Mafya babalarının pizza zincirleri

Not: Bu yazı daha önce Oyungezer dergisinin Nisan 2018 sayısında yayınlanmıştır. Yazan: İpek Atam

1994 çıkışlı, MicroProse ve Software 2000 ortak yapımı olan Pizza Tycoon’a dair hikâyem biraz masum, biraz da komiktir. 10-11 yaşlarındayım. Yanlış hatırlamıyorsam 2 disketten oluşan oyunu kurup bir hevesle açıyorum. Fakat o da ne? Karmakarışık bir şeyler, nereden başlayacağım belli değil...

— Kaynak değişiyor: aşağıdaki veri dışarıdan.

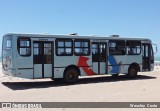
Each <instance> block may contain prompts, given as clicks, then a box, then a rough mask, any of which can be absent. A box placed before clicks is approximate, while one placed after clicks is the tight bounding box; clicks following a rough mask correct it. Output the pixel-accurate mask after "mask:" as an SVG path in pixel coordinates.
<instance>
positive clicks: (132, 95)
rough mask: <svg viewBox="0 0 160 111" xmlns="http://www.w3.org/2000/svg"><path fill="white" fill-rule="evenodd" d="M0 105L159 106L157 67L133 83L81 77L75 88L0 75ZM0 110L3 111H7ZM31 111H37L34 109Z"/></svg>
mask: <svg viewBox="0 0 160 111" xmlns="http://www.w3.org/2000/svg"><path fill="white" fill-rule="evenodd" d="M0 70H1V67H0ZM0 102H160V67H159V66H156V67H155V70H154V71H153V72H145V73H138V77H137V78H135V79H127V78H126V77H125V76H124V75H120V76H119V77H118V78H116V79H115V78H112V77H110V76H94V77H85V78H84V77H82V78H80V79H79V81H78V82H77V84H74V85H66V84H64V83H63V82H54V81H52V80H50V79H38V80H27V79H21V78H11V77H5V76H4V75H3V73H2V71H1V73H0ZM0 110H5V111H6V109H0ZM12 110H15V109H12ZM16 110H23V109H16ZM24 110H29V109H24ZM32 110H35V111H37V109H32ZM39 110H42V109H39ZM43 110H53V109H43ZM55 110H59V111H64V110H65V111H72V110H78V111H81V110H84V111H89V110H92V111H94V110H95V111H97V110H99V111H106V110H113V111H125V110H126V111H132V110H134V111H137V110H140V111H142V109H132V108H130V109H126V108H125V109H122V108H121V109H118V108H112V109H103V108H98V109H97V108H96V109H90V108H87V109H84V108H82V109H79V108H58V109H54V111H55ZM143 110H144V111H155V110H156V111H158V110H160V109H143Z"/></svg>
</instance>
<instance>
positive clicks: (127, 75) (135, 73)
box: [127, 66, 138, 78]
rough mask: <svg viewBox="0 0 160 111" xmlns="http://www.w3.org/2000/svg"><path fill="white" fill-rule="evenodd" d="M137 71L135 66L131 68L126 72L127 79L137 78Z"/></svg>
mask: <svg viewBox="0 0 160 111" xmlns="http://www.w3.org/2000/svg"><path fill="white" fill-rule="evenodd" d="M137 73H138V69H137V67H135V66H131V67H130V68H129V70H128V74H127V77H130V78H135V77H136V76H137Z"/></svg>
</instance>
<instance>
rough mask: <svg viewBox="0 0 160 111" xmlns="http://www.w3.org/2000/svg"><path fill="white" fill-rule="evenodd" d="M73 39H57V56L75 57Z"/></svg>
mask: <svg viewBox="0 0 160 111" xmlns="http://www.w3.org/2000/svg"><path fill="white" fill-rule="evenodd" d="M72 47H73V41H72V39H56V55H57V56H72V55H73V48H72Z"/></svg>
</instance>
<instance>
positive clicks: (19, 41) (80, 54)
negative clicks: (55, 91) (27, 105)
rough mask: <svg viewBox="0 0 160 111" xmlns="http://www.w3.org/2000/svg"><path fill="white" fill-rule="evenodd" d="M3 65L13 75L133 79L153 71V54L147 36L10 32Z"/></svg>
mask: <svg viewBox="0 0 160 111" xmlns="http://www.w3.org/2000/svg"><path fill="white" fill-rule="evenodd" d="M2 67H3V73H4V74H5V75H9V76H13V77H20V78H28V79H38V78H51V79H53V80H57V79H60V78H62V79H63V80H64V81H65V82H67V83H75V82H76V81H77V80H78V77H79V76H92V75H103V74H111V75H112V76H115V77H116V76H118V74H126V75H127V76H128V77H131V78H133V77H136V76H137V73H138V72H146V71H153V69H154V53H153V48H152V42H151V40H150V39H147V38H122V37H119V36H110V37H97V36H79V35H49V34H48V35H47V34H18V33H8V34H6V35H4V36H3V44H2Z"/></svg>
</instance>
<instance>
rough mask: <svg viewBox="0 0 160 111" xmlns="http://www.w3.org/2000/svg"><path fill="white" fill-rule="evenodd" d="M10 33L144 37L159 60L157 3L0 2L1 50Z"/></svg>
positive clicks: (159, 25)
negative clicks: (152, 45)
mask: <svg viewBox="0 0 160 111" xmlns="http://www.w3.org/2000/svg"><path fill="white" fill-rule="evenodd" d="M9 32H18V33H40V34H44V33H49V34H58V35H59V34H63V35H66V34H71V33H78V34H79V35H97V36H110V35H120V37H145V38H149V39H151V40H152V42H153V43H155V44H157V46H158V49H159V52H158V53H157V54H156V55H155V56H156V57H157V56H159V57H160V39H159V38H160V0H0V49H1V46H2V36H3V35H4V34H6V33H9ZM0 52H1V51H0Z"/></svg>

O dönemde fotokopi halinde çıkmakta olan çiçeği burnunda GameShow dergisi, o ay Pizza Tycoon’u incelemiş (3. sayıydı), dergiyi de disketlerle birlikte almıştım. Yazıyı okuyarak Quick Start ile başlıyor, hazır dükkân ve pizzalara konup, dergide yazanlardan oyunu biraz öğreniyorum. Ama sıra 2. dükkânımı açmaya gelince, dükkânın nasıl açılacağına dair en ufak bir fikrim yok. Tabii internet, Youtube falan ne gezer... O zamanlarda şimdiki halimden bile daha çekingen olan ben, dergide incelemeyi yazan kişiyi aramaya karar veriyorum. Normalde asla yapamayacağım şeyi, o gün oyunu oynayabilmek uğruna bir şekilde yapıyor ve dergiyi arayarak oyunu inceleyen kişiyi istiyorum telefona (Timur’du ismi yanlış hatırlamıyorsam). 10’lu yaşlara has saçma ince sesimle “Pizza Tycoon’da nasıl dükkân açacağım acaba?” diyorum. Telefonda birkaç saniyelik bir dumur sessizliği yaşandıktan sonra güzel güzel açıklıyor bana karşımdaki kişi (okuyorsa selam ederim, hevesimi kırmadığı için de teşekkür ederim). Not alıyorum anlattıklarını ve restoran zincirim yavaş yavaş büyüyor. Mafya babası olup, illegal ürünler alıp satma yöntemiyle milyoner bile oluyorum (bunu da dergiden öğrenmiştim). Deli gibi oynuyor, sıkılınca oyunu siliyor (o zamanlar harddisk boyutları malum), canım isteyince tekrar kuruyorum ve bu döngü böyle devam ediyor...

PIZZA TYCOON


Tür: Strateji
Geliştirici: Software 2000
Yayıncı: MicroProse
Çıkış Tarihi: 1994
Platformlar: Amiga, PC

Böyle bir anısı var işte Pizza Tycoon’un bende. Son Jeton sağolsun, hatırlayınca anılarım da canlandı ve yıllar sonra oyunu tekrar kurdum. Hani çocukken sevdiğimiz şeyleri olduğundan daha güzel, abartılı hatırlama gibi bir durum vardır. Bu oyun gerçekten bu kadar iyi miydi, yoksa benim “çocukluk abartım” mıydı diye düşünmüştüm oyunu kurmadan önce ama az biraz oynayınca, kesinlikle abartı olmadığını fark ettim. O boş pizza hamurunu görünce yaşadığım nostalji hissi, tuhaf bir hüzünle karışık mutluluk... Anlayamazsınız. Çeşit çeşit malzemeyle pizza yapma özgürlüğü, bir dolu ayrıntı, mikro yönetim özellikleriyle şimdiki stratejilere taş çıkaracak bir oyun bu. O dönem resmen yağmur gibi yağan tycoon temalı oyunlar arasında Theme Hospital’la birlikte favorim olmuştur her zaman.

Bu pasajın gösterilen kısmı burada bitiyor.